Nutrition profiles are similar to the Nutrient Profiling Scoring Criterion (NSPC) contained in Standard 1.2.7 of the Food Standards Code – for more discussion on the NPSC, see previous FoodLegal Bulletin articles:
- Five tips that might help with the Nutrient Profiling Scoring Criterion (April 2015)
- Is the NPSC that bad? A case study demonstrating how the NPSC works (March 2013)

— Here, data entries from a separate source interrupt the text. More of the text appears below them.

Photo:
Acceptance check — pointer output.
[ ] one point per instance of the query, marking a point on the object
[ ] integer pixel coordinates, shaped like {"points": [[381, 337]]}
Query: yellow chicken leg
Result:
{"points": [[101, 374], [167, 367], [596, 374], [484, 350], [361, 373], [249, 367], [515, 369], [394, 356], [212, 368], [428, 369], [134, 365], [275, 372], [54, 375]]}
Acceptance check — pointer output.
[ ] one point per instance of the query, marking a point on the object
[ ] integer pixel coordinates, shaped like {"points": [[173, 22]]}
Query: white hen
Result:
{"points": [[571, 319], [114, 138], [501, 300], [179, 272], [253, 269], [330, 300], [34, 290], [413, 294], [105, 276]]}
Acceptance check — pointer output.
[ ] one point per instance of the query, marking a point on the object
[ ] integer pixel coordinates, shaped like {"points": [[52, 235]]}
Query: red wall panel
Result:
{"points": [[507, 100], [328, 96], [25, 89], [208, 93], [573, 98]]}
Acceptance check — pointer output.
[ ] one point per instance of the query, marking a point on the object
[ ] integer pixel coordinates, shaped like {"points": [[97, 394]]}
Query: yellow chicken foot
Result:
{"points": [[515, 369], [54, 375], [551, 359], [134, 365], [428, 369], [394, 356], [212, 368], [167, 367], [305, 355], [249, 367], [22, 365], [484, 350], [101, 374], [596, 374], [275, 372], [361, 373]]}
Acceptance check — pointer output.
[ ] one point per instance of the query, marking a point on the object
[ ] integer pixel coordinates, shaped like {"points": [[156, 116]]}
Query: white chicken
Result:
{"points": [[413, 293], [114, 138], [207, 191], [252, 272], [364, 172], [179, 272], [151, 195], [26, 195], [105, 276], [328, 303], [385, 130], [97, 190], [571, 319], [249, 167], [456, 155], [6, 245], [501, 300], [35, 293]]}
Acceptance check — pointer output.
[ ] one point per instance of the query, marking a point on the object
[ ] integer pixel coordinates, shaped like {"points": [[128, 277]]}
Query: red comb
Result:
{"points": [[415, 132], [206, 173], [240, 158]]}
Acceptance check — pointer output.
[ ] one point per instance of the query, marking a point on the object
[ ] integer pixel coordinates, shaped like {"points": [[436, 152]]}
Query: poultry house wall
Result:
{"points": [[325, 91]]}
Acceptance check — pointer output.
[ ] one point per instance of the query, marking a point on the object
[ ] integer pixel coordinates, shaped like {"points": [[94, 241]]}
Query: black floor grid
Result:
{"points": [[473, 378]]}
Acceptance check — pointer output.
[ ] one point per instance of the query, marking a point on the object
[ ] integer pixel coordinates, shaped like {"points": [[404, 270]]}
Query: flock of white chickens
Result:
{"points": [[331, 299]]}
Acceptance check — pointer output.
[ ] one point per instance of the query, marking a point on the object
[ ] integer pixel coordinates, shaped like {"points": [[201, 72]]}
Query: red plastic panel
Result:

In June 2015, the European Parliament’s Legal Affairs committee voted against an amendment that would abandon the introduction of nutrition profiles. However, the European Commission’s evaluation commencing in January 2016 will consider the following issues regarding nutrition profiles:
- The impact of the delay in introducing the nutrient profiles (including on nutrition and health claims, other health initiatives and the trade of food);
- Alternatives to introducing nutrient profiles;
- Whether updates are needed to the nutrient profiles scheme to account for regulatory changes since 2006 (including the new EU Regulation of Food Information to Consumers); and
- The approaches taken by Member States to make up for the lack of EU level nutrient profiles.
Plants and their preparations used in foods
The second key area considered in the evaluation comes from a lack of EU-wide harmonisation on legislation relating to plants and their preparations used in foods.
The EU Regulation requires scientific evidence “at the highest possible standard” to substantiate any health claim sought to be used on a food product. This must include human studies – evidence from traditional use (that is, evidence gained over time based on actual consumption) alone is considered insufficient.
However, evidence of traditional use can be used in establishing claims for herbal medicinal products.
The classification of a product as a food or as a medicine occurs by Member States on a case-by-case basis. As a result, the same product can be classified as a foodstuff in one Member State and a medicinal product in another.
A second issue highlighted in the update report comes from the fact that a health claim must be substantiated before any safety consideration is conducted by EFSA, leading to concern among Member States that health claims are being authorised prior to safety aspects being assessed.
The evaluation notes that while a list of EU permitted health claims for plants and their preparations exists, not list of permitted plants and plant preparations for use in food exists.
The European Commission evaluation, commencing in January 2016, will consider the following issues regarding plants and their preparations:
- How well the objectives of 2006 Regulation are being met;
- Costs of authorisation procedures for small and medium size enterprises;
- Alternatives to the current provisions;
- How relevant is the 2006 framework to current needs, trends and market evolution;
- How coherent is the 2006 Regulation to other EU legislation on plants and their preparations (including use with traditional herbal medicinal products);
- The merits and disadvantages of the current governance; and
- The merits and disadvantages if the introduction of list of plants and their preparations.
The evaluation will take place from January 2016 and is intended to be completed by June 2017, with the following anticipated timeline:
- External study – to occur in first half of 2016
- Open public consultation – intended in second half of 2016
- Stakeholders consultation – also towards second half of 2016.
This is general information rather than legal advice and is current as of 11 Nov 2015. We therefore recommend you seek legal advice for your particular circumstances if you want to rely on advice or information to be a basis for any commercial decision-making by you or your business.